En abril de 1985, ¡cuánto ha llovido!, publiqué en ABC de Sevilla el siguiente artículo dedicado al gran novelista Manuel Halcón, académico de la Lengua, artículo que forjaría nuestra amistad ya que, desde entonces, pasamos a llamarnos primos y lo fuimos hasta el final de su vida, que todo lo borra. Halcón era todo un señor andaluz.
“El hombre le ha dado, sin saberlo, alma al espejo”, escribe Manuel Halcón en su novela “Monólogo de una mujer fría”. Quizá porque el espejo nos desdobla, nos muestra la cara oculta, real, irreal, que nunca vemos. O tal vez porque en el otro, o en la otra, podemos imaginar todo aquello que acaso nos hubiera gustado ser. Lo normal es que pase sus horas frente al espejo aquel o aquella que está satisfecho/a con su físico. Encantado, como Narciso, con su imagen.
Sólo una vez, que se sepa, se atrevió Diego Velásquez a pintar un desnudo y, para hacerlo, delicadamente lo puso de espaldas. Era un desnudo íntimo. Venus en divina contemplación, en culto personal. El pintor, para hacer el retrato, sospechamos que, pudoroso, se colocaría detrás de una cortina, adorador de ese instante místico de la diosa.
Muy diferente de la Maja de Goya, exhibidora y pecaminosa, más pendiente de los ojos de los demás, que del casto y frío ojo del espejo impoluto, al que desprecia. La Maja es gustadora de tentaciones y codicias, seguramente porque no es mujer de monólogo, sino mujer de escaparate y diálogo. No hay pudor en la Maja.
Todo esto se me ocurre a propósito del desnudo literario de Anita Peñalver –“espléndida, soberbia, armoniosa”- que comienza a mirarse en el espejo como una gracia rubeniana y flamenca y acaba “por fijarse” en un solo espejo, el central del tríptico, donde aparece pletórica y exultante. Anita, con torbellino, no es más que una amante a la española, tan lejos de una amante a la francesa. Anita es capaz de todo por ese amor que fija y nos fija, que la hace capaz de las mayores locuras. De ahí su generosidad, de su romanticismo y beatería.
Pero a mí, lo que más me llama la atención de esta novela modelo de Manuel Halcón, tan equilibrada y clásica, es esa querencia campera que trasciende de sus páginas. Es Anita, pero también es Andalucía. “¡Qué pacífico está el campo! Solo aquella cuadrilla lejana. ¿Qué hacen esas cuadrillas?” Andalucía, como la Venus velazqueña o la Anita de Halcón, también se tiende desnuda cara al espejo del río en soliloquio amoroso y blando. Y huele, es curioso, a suya, a poleo, jaramago o arvejana.

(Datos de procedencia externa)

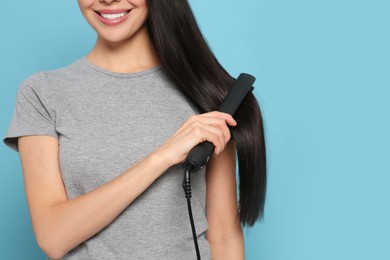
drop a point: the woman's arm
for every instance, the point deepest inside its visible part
(60, 224)
(225, 232)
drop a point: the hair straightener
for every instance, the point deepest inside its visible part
(198, 157)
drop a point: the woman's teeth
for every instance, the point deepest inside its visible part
(113, 16)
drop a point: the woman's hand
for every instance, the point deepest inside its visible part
(211, 126)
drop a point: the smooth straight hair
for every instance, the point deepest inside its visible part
(191, 64)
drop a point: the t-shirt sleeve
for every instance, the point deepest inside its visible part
(31, 115)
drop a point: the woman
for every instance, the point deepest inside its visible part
(101, 142)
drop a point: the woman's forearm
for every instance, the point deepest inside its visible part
(229, 249)
(69, 223)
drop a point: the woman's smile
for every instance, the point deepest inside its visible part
(112, 17)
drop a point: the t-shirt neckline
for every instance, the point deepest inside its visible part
(119, 74)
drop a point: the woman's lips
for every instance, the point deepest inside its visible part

Mucho de común tiene la mujer y el campo. Tanto que, a veces, leyendo el “Monólogo”, no estaba seguro de estar ante la uno o el otro. Se notaba mucho ese manso olor de la tierra húmeda, de la tierra caliente, ardorosa, tan a punto. “¡Qué prodigio! Llegar tan tarde y aún a tiempo”. Llegar siempre. Tal vez por eso sea esta novela –en sus bodas de plata- tan novela del Sur. Tan nuestra.